Pendidikan yang relevan harus mampu menjawab pertanyaan mengapa siswa perlu belajar sesuatu dan bagaimana hal itu dapat digunakan dalam kehidupan mereka. Ketika pembelajaran fokus pada pemecahan masalah, siswa secara alami akan melihat hubungan antara materi pelajaran dan situasi nyata. Misalnya, ketika belajar tentang ekonomi, siswa dapat diajak untuk menganalisis masalah kemiskinan di daerah mereka dan menyusun strategi untuk meningkatkan kesejahteraan masyarakat. Ketika belajar tentang ilmu komputer, siswa dapat membuat aplikasi yang membantu menyelesaikan masalah sehari-hari seperti manajemen waktu atau pemantauan kesehatan. Dengan cara ini, pendidikan tidak lagi terasa seperti tugas yang harus diselesaikan, tetapi sebagai alat yang berguna untuk meningkatkan kualitas hidup.
Untuk menciptakan pendidikan yang relevan, perlu dilakukan penyesuaian pada kurikulum dan metode pengajaran. Kurikulum harus lebih fleksibel dan mampu beradaptasi dengan perkembangan zaman, dengan penekanan pada keterampilan yang akan dibutuhkan di masa depan seperti berpikir kritis, kreativitas, kolaborasi, dan kemampuan digital. Metode pengajaran harus lebih beragam dan berpusat pada siswa, dengan penggunaan teknologi dan sumber daya yang sesuai dengan minat dan kebutuhan mereka. Guru juga perlu menjadi fasilitator yang mampu menghubungkan pembelajaran dengan dunia luar sekolah, seperti dengan mengundang praktisi dari berbagai bidang untuk berbagi pengalaman atau mengorganisir kunjungan studi ke tempat kerja atau organisasi masyarakat.
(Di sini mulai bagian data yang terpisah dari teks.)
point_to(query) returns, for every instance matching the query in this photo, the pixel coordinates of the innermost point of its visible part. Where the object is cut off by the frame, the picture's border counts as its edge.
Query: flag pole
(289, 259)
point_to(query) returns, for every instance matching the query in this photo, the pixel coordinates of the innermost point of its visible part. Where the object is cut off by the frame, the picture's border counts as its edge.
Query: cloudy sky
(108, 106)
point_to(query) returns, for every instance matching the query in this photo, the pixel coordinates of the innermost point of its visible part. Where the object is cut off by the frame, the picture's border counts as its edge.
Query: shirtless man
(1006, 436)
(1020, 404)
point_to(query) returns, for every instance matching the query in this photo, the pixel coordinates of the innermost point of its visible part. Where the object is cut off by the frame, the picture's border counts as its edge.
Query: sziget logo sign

Banyak contoh baik dari sekolah dan perguruan tinggi di Indonesia yang telah berhasil menerapkan pendidikan berbasis pemecahan masalah dan melihat peningkatan yang signifikan dalam motivasi dan prestasi siswa. Di beberapa sekolah di Surabaya, misalnya, siswa diajak untuk mengembangkan proyek yang berkaitan dengan pengelolaan sampah dan energi terbarukan di lingkungan sekitar sekolah. Hasilnya, tidak hanya siswa yang mendapatkan pemahaman yang lebih baik tentang ilmu lingkungan, tetapi juga masyarakat sekitar yang merasakan manfaat dari solusi yang mereka ciptakan. Di perguruan tinggi, mahasiswa sering bekerja sama dengan industri untuk menyelesaikan masalah yang dihadapi perusahaan, sehingga mereka mendapatkan pengalaman praktis yang berharga sebelum lulus.
Meskipun tantangan masih ada, langkah-langkah yang telah diambil menunjukkan bahwa perubahan paradigma mungkin terjadi dan memberikan hasil yang positif. Pendidikan yang relevan tidak hanya akan membekali siswa dengan kemampuan untuk sukses di dunia kerja, tetapi juga akan membantu mereka menjadi warga negara yang bertanggung jawab dan mampu berkontribusi pada pembangunan negara. Dengan terus menggilir paradigma dari hafalan ke pemecahan masalah, kita dapat memastikan bahwa pendidikan di Indonesia tetap relevan dan mampu memenuhi kebutuhan generasi muda yang sedang berkembang.